When the Curtain Falls

Margarita Broich – Photographs

 
“Of course women belong in the theatre. Up on stage – not down at the director’s desk!” There are still a lot of theatre people who think like director Christina Paulhofer’s father, who is himself an actor. But why? Because directing means having to take responsibility and make decisions? Because it’s a matter of creating an artistic world? Or because the work often starts after the kindergarten shuts?

For her project ‘Women Directors’ theatre expert and journalist Christina Haberlik has invited almost forty female directors to step in front of her camera and asked them about their careers, their artistic work and their experiences as woman in this particular professional arena. They include Reinhild Hoffmann, Christine Mielitz, Anna Badora, Anna Viebrock, Andrea Breth, Katharina Thalbach, Doris Dörrie, Barbara Frey, Karin Beier, Christina Paulhofer, Frederike Heller, Katharina Wagner and Jette Steckel.

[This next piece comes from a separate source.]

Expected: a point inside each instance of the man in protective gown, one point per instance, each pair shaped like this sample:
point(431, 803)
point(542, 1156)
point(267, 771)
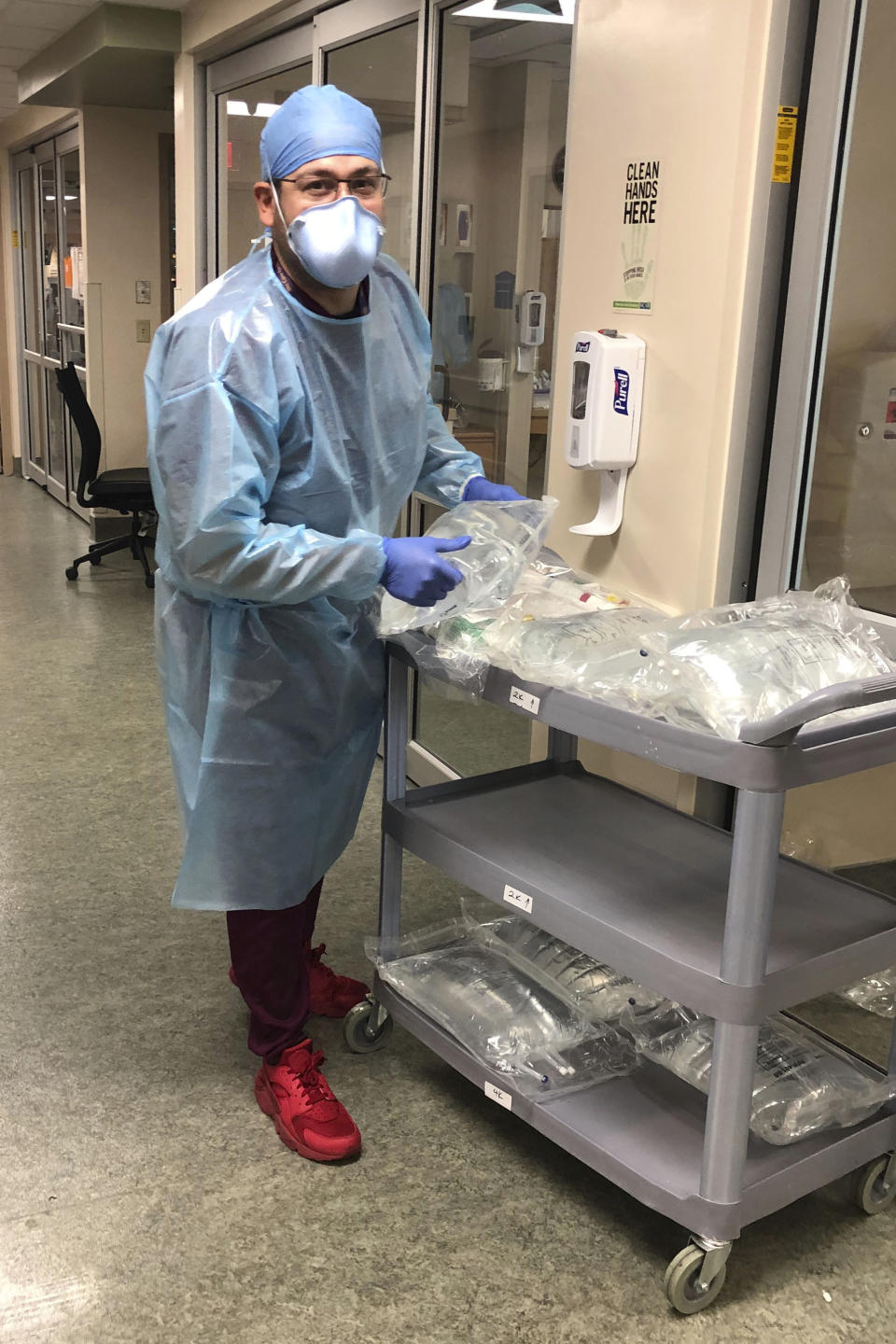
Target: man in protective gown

She has discovered that for all their differences, there are shared attitudes and experiences which allow the interviewees to be categorized into four generations: the “pioneers”, the “achievers”, those who have “arrived” and the “directors of today and tomorrow”, whose route into the theatre is no longer a struggle – although the fact that theatre overall has lost some of its social significance is a contributory factor here.

The exhibition ‘Women Directors’, transferred from the Munich Theatre Museum in a new configuration, is a snapshot of the world of the theatre from a female perspective as well as a panorama of intimate and unposed views of a good three dozen leading theatre and opera directors of the present day – a series of personal statements which are as lively and debateable, as inspiring and irritating as the artists and their works themselves.

The exhibition catalogue is published by the Henschel Verlag.